Steve Claridge: Can automated captioning ever work?

Posted on November 9, 2012 by Editor

Way back in 2009 I was ludicrously excited about Google’s effort to provide automatic captioning on Youtube videos. I thought this was going to usher in a new era of across-the-board captioning for all web videos. If Google could produce quality captions automatically and were then prepared to offer that service to all publishers of online video we would have the pick of any video on the Web.

Didn’t happen.

Here we are, almost three years later, still with poor captions on YouTube. Take this Obama video as an example. I can’t really follow that using subtitles, there’s too many missing words and a fair share of wrong ones too. In 2012 captions still have to be created by humans.

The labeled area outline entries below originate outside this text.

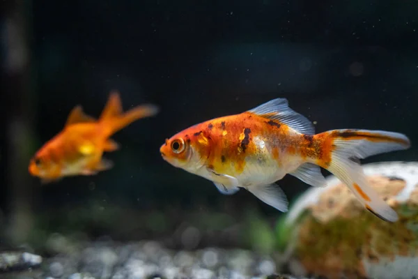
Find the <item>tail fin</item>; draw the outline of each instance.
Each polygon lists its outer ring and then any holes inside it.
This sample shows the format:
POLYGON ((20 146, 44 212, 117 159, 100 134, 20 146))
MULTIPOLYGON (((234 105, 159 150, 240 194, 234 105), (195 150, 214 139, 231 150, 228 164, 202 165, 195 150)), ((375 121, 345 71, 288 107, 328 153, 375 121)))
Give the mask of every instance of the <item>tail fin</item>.
POLYGON ((323 149, 328 153, 328 158, 320 159, 318 165, 346 183, 370 212, 384 220, 397 221, 396 212, 368 185, 359 159, 407 149, 409 139, 398 133, 366 130, 334 130, 316 137, 323 137, 323 149))
POLYGON ((154 116, 158 112, 157 106, 147 104, 139 105, 123 112, 119 93, 112 91, 99 121, 108 124, 111 130, 110 134, 113 134, 138 119, 154 116))

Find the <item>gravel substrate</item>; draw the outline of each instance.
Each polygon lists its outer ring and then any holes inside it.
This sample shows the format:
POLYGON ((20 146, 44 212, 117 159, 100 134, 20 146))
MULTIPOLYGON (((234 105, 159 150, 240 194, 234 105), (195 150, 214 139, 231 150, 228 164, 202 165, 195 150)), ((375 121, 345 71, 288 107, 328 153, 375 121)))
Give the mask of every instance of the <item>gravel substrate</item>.
POLYGON ((292 278, 274 275, 276 264, 269 256, 245 250, 215 248, 193 252, 174 251, 154 241, 124 244, 98 241, 71 253, 59 253, 44 259, 31 254, 22 255, 21 252, 17 257, 21 259, 20 267, 2 269, 0 278, 292 278), (24 259, 29 262, 22 263, 24 259))

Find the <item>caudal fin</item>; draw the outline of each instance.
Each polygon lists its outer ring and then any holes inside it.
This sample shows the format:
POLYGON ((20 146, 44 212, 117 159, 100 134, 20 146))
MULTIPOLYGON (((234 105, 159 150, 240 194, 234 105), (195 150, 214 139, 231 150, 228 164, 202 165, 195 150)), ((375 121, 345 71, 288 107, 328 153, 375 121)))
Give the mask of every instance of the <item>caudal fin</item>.
POLYGON ((366 130, 334 130, 315 136, 323 139, 318 165, 346 183, 363 206, 380 218, 398 220, 398 214, 369 186, 358 159, 407 149, 409 139, 398 133, 366 130))
POLYGON ((113 134, 138 119, 154 116, 158 112, 157 106, 147 104, 139 105, 123 112, 119 93, 112 91, 99 121, 109 127, 109 133, 113 134))

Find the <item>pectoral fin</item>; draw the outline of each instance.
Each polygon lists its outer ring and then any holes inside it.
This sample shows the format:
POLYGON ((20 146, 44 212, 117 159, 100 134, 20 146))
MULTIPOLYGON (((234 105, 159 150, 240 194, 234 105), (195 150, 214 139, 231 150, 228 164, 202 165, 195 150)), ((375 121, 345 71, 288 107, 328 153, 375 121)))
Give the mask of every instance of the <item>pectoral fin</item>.
POLYGON ((327 181, 320 172, 320 167, 310 163, 305 163, 289 174, 314 187, 327 186, 327 181))
POLYGON ((277 184, 252 186, 247 188, 254 195, 281 212, 287 212, 288 200, 281 188, 277 184))
POLYGON ((228 174, 218 174, 213 169, 208 167, 208 170, 212 174, 214 181, 217 181, 220 184, 223 184, 226 186, 235 186, 238 187, 238 180, 233 176, 228 174))
POLYGON ((217 182, 214 182, 213 183, 215 184, 215 186, 216 186, 217 190, 222 194, 224 194, 224 195, 233 195, 240 190, 240 188, 238 187, 235 187, 235 186, 226 187, 224 184, 221 184, 221 183, 217 183, 217 182))

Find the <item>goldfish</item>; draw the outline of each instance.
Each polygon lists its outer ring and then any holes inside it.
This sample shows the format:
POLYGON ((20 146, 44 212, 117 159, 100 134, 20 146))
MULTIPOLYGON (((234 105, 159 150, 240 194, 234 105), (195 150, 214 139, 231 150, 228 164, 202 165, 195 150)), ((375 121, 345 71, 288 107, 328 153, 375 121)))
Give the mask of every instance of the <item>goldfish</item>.
POLYGON ((111 169, 114 163, 102 158, 104 151, 119 149, 109 137, 131 123, 155 115, 156 105, 139 105, 123 112, 118 91, 110 93, 98 119, 86 114, 80 105, 70 112, 63 129, 46 142, 31 159, 29 173, 42 183, 64 176, 94 175, 111 169))
POLYGON ((290 174, 326 187, 323 168, 369 211, 394 223, 398 214, 368 184, 359 159, 410 146, 410 140, 395 132, 341 129, 316 134, 314 124, 279 98, 192 126, 166 139, 160 151, 165 161, 212 181, 222 194, 245 188, 282 212, 288 202, 277 182, 290 174))

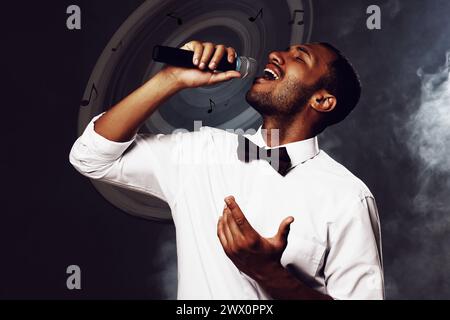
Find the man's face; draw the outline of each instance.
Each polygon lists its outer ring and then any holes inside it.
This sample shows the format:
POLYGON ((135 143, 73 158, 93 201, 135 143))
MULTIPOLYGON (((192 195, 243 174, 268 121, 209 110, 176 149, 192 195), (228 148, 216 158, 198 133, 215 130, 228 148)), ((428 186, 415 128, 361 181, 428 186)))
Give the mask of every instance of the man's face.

I don’t want to get to down on Google because I know how hard speech to text is. We’ve had good speech to text systems for a number of years that use a training phase: you talk to the software and it learns your voice. After learning what you sound like a computer does a very good job of converting your text to speech, but the Google/Youtube task is much harder. 72 hours of video are uploaded to YouTube every minute! There’s no way there’s enough time to teach a computer what all the people in all those videos sound like.

The Obama video should actually be one of the simpler videos to transcribe because, for most of it, there is only one person talking at a time. Things get even harder when multiple people are talking together.

Could automated captioning ever work?

To be fair to Google, what they have right now is hugely impressive from a technical point of view, to be able to interpret any speech without training on specific voices is a big step. But it’s clearly not enough, it’s not making it easy for us to read along.

I don’t believe that truly automated captioning with enough quality will happen any time soon. The only way I can see this working is to train Google’s computers to understand speech on a grand scale; and to do that we would need a lot of volunteers to manually caption a lot of videos. If we took a sample of, say, one million videos and captioned them all we would have a vast amount of training data for Google to use to automate captioning on other videos. You’d have to train on all different languages, different accents, slang words, people shouting, people whispering, female voices, male voices, yelling – the list goes on and on.

Could that even work? I don’t know. Google has indexed the text of the Web, it has also indexed a vast amount of images and videos, can they index sounds too?

Steve Claridge has been wearing hearing aids for over 30 years. What started off as a minor hearing loss at the age of five is now a severe one, but his hearing aids help a lot. He blogs about all this at www.hearingaidknow.com.

The Limping Chicken is supported by Deaf media company Remark!, provider of sign language services Deaf Umbrella, and the RAD Deaf Law Centre.

Enjoying our eggs? Support The Limping Chicken:

The Limping Chicken is the world's most popular Deaf blog, and is edited by Deaf journalist, screenwriter and director Charlie Swinbourne.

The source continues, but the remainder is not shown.